Con 14 años, trabajé en la Métairie de Beauregard en St Malo, junto a Jacques Gonthier, que había realizado su aprendizaje en París en grandes casas, como Lasserre, Ledoyen y Laurent. Éste ha sido para mí un maravillo profesor de cocina y como un segundo padre. Gracias a él, supe dar un sentido moral a mi trabajo y realizar un beneficioso Tour de France de las cazuelas en los años 1980.
Llegué a Québec en 1986 y me convertí en sub-Chef del Hilton bajo el liderazgo de Jean Soulard. Conocí a Rolande Leclerc, que, por aquel entonces, era la “mayordomo” del Hotel del Croquembouche.
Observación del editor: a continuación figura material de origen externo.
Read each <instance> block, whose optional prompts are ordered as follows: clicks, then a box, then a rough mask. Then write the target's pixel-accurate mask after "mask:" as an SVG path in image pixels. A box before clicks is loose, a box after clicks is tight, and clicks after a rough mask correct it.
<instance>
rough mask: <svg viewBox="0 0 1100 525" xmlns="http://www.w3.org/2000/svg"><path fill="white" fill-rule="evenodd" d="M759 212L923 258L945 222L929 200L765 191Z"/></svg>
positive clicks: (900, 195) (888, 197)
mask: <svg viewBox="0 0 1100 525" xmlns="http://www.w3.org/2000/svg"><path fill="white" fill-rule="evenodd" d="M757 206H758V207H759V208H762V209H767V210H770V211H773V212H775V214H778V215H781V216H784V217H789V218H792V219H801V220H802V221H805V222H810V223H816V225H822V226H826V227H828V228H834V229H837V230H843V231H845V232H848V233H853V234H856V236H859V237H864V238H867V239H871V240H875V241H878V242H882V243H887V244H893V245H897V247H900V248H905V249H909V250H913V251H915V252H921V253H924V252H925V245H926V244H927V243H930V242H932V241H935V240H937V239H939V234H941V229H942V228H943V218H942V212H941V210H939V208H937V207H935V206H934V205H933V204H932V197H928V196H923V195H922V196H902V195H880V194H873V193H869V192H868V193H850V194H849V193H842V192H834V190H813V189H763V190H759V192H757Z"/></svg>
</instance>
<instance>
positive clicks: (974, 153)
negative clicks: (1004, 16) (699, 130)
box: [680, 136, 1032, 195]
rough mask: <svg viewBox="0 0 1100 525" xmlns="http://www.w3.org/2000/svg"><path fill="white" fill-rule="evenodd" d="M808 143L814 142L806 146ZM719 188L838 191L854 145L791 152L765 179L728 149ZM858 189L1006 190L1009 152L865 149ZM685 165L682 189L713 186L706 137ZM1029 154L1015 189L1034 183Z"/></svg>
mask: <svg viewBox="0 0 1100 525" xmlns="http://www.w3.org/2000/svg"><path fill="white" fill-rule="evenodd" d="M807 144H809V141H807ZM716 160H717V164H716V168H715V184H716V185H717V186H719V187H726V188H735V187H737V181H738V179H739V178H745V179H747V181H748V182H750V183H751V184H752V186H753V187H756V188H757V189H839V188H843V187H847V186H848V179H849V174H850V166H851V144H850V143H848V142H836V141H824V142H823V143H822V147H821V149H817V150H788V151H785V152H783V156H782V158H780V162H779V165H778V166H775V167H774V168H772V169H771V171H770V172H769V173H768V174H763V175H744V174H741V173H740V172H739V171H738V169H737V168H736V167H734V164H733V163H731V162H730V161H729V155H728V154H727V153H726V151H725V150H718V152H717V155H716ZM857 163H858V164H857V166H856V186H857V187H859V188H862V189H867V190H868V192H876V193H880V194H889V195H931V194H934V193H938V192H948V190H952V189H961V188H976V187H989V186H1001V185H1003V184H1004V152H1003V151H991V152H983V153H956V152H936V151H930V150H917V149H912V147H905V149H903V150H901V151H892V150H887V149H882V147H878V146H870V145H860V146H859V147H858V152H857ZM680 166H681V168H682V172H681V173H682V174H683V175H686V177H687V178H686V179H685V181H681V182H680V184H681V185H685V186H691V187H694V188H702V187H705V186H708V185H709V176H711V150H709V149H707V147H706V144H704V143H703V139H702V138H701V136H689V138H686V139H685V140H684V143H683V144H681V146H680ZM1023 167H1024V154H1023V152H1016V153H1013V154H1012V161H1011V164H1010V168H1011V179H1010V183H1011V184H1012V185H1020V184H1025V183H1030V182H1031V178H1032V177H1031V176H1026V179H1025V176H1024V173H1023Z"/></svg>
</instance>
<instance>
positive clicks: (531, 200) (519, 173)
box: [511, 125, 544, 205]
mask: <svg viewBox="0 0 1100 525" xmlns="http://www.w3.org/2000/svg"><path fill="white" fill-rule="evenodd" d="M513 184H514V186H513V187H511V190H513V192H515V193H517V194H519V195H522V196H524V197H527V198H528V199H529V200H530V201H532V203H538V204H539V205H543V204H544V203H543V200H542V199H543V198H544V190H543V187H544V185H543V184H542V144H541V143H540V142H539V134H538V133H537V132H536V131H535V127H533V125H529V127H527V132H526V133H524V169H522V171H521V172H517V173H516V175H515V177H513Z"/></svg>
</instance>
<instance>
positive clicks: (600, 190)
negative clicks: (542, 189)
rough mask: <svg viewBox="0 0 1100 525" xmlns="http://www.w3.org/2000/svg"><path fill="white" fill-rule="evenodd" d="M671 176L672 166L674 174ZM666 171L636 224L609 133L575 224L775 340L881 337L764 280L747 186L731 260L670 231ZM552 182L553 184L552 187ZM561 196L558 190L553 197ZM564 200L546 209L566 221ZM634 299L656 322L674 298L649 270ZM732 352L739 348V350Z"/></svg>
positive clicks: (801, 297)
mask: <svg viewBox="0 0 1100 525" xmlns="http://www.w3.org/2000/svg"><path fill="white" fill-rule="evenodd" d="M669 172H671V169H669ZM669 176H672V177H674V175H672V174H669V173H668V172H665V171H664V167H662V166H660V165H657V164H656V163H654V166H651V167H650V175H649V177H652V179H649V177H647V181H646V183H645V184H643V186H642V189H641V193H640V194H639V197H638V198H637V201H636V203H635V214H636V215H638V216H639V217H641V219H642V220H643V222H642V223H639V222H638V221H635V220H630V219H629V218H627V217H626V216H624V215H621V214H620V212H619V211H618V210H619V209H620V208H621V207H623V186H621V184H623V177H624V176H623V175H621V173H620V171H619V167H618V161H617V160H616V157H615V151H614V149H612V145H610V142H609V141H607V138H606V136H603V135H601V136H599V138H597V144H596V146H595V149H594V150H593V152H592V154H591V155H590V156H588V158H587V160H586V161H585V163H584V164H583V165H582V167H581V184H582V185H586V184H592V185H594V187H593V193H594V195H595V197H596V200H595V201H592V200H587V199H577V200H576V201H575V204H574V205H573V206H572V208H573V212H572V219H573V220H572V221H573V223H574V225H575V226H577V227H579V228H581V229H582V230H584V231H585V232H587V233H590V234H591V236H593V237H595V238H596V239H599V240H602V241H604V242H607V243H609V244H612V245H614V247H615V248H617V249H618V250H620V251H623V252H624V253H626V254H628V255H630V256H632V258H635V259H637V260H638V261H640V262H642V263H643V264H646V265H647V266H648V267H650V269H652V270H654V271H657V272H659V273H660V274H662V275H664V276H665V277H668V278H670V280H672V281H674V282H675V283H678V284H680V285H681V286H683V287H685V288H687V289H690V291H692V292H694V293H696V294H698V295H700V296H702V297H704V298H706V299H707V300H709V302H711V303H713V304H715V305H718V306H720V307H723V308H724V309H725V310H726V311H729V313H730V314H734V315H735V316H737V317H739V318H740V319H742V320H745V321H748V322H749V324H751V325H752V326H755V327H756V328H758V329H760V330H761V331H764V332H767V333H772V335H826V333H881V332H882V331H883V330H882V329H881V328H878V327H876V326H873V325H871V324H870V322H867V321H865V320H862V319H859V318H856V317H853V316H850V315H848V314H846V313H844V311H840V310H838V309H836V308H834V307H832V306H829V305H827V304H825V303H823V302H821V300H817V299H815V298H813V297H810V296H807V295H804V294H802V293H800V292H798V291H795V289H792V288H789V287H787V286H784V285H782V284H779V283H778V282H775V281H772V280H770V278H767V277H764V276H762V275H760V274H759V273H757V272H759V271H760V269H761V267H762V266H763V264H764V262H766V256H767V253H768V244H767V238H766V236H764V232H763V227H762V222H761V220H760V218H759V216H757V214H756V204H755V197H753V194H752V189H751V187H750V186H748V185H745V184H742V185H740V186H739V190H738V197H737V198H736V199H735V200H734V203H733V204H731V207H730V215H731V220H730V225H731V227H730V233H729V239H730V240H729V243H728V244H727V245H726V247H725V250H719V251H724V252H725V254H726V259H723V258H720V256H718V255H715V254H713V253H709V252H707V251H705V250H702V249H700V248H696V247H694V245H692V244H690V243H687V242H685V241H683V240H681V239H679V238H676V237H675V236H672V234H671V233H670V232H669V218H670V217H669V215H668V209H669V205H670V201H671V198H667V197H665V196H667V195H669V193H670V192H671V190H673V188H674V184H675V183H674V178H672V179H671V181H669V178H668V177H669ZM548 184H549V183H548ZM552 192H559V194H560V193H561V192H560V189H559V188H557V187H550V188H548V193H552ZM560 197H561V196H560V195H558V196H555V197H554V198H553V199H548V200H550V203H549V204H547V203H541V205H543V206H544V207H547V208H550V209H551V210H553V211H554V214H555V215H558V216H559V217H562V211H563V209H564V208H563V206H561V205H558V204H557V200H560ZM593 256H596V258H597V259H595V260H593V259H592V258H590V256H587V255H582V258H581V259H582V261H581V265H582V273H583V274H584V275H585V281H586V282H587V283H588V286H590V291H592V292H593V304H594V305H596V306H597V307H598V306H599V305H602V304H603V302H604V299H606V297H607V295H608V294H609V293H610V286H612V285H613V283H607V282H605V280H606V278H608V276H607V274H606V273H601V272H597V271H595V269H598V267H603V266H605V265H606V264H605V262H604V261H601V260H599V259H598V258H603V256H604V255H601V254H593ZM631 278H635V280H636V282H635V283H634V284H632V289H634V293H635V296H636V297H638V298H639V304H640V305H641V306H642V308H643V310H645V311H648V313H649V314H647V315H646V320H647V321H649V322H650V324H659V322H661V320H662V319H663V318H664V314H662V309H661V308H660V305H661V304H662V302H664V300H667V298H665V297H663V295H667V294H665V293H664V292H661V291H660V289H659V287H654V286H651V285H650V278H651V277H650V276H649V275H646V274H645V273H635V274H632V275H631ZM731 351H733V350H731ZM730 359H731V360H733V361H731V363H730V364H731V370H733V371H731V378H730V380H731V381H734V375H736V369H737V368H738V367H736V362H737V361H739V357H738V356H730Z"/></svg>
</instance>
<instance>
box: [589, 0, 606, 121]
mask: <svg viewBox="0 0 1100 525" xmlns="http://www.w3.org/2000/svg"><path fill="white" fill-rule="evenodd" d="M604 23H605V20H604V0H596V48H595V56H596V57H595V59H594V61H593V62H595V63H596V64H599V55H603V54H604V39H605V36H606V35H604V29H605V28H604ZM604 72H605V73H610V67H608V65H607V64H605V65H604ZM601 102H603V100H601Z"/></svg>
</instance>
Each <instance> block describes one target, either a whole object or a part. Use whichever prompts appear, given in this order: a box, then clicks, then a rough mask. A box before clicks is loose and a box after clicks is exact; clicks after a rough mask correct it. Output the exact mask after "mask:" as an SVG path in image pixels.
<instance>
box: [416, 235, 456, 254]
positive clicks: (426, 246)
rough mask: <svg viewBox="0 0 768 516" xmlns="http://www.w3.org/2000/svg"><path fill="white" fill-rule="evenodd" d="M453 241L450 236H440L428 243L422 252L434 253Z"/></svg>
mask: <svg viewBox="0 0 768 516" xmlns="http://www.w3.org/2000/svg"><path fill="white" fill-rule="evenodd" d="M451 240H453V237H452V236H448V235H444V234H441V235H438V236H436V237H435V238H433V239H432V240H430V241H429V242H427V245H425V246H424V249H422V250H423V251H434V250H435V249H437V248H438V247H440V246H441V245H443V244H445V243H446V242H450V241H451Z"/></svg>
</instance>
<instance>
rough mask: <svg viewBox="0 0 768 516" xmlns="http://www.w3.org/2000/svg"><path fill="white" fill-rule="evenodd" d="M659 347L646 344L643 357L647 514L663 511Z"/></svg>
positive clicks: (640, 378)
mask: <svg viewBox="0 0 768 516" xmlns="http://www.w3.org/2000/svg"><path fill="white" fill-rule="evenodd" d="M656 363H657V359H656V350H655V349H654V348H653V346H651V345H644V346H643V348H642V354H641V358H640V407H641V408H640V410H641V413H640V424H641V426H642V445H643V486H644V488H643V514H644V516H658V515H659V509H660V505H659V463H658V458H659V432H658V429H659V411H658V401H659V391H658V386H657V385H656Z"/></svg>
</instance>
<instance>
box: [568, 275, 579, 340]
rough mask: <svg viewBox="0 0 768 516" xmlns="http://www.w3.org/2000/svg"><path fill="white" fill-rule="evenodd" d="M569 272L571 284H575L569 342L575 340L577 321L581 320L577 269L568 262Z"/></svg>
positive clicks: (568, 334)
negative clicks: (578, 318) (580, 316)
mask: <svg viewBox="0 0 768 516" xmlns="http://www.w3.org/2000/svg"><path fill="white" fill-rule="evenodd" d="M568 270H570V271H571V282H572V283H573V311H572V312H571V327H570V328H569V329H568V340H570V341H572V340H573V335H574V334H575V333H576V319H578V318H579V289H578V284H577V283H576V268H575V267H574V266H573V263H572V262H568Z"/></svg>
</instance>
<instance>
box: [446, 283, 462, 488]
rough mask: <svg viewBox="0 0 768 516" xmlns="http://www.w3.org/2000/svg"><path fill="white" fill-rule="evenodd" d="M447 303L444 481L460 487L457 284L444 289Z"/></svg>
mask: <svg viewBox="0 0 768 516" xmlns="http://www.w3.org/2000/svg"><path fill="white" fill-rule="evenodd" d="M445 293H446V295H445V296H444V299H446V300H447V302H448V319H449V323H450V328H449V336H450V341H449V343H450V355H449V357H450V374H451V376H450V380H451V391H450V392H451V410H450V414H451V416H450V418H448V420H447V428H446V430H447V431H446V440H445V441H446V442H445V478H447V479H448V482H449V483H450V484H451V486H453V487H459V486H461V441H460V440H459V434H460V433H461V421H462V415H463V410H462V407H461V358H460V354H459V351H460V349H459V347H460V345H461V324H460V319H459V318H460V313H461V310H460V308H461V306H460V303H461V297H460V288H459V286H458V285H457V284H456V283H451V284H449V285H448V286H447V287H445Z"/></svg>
Juntos, en 1990, abrimos nuestro restaurante Initiale que me permitió definir mi propia identidad culinaria.
Realizo una cocina que se parece a mí. Convivencia, generosidad, manjares de corazón constituyen las palabras clave que la definen.
¿Cuál ha sido su mayor emoción gastronómica?
Muy joven, mi primera salida familiar al restaurante, en el marco de una boda que me impresionó mucho. La cocina rica iba a la par de la generosidad de la recepción y del ambiente cálido.
¿El incidente de cocina más divertido que haya experimentado?
Un día que mi restaurante estaba a tope, surgió un corte de electricidad. Tuvimos que sacar los hornillos de camping de propano para la cocina y las velas para iluminar el comedor. Bueno, conseguimos hacer como si no hubiera pasado nada… Nuestros clientes salieron encantados: esto les había parecido tan divertido como romántico.
¿Su mejor consejo para los cocineros aficionados?
No siempre seguir las recetas a la letra. Innovar, inventar y sobre todo dosificar bien, según el ánimo del momento.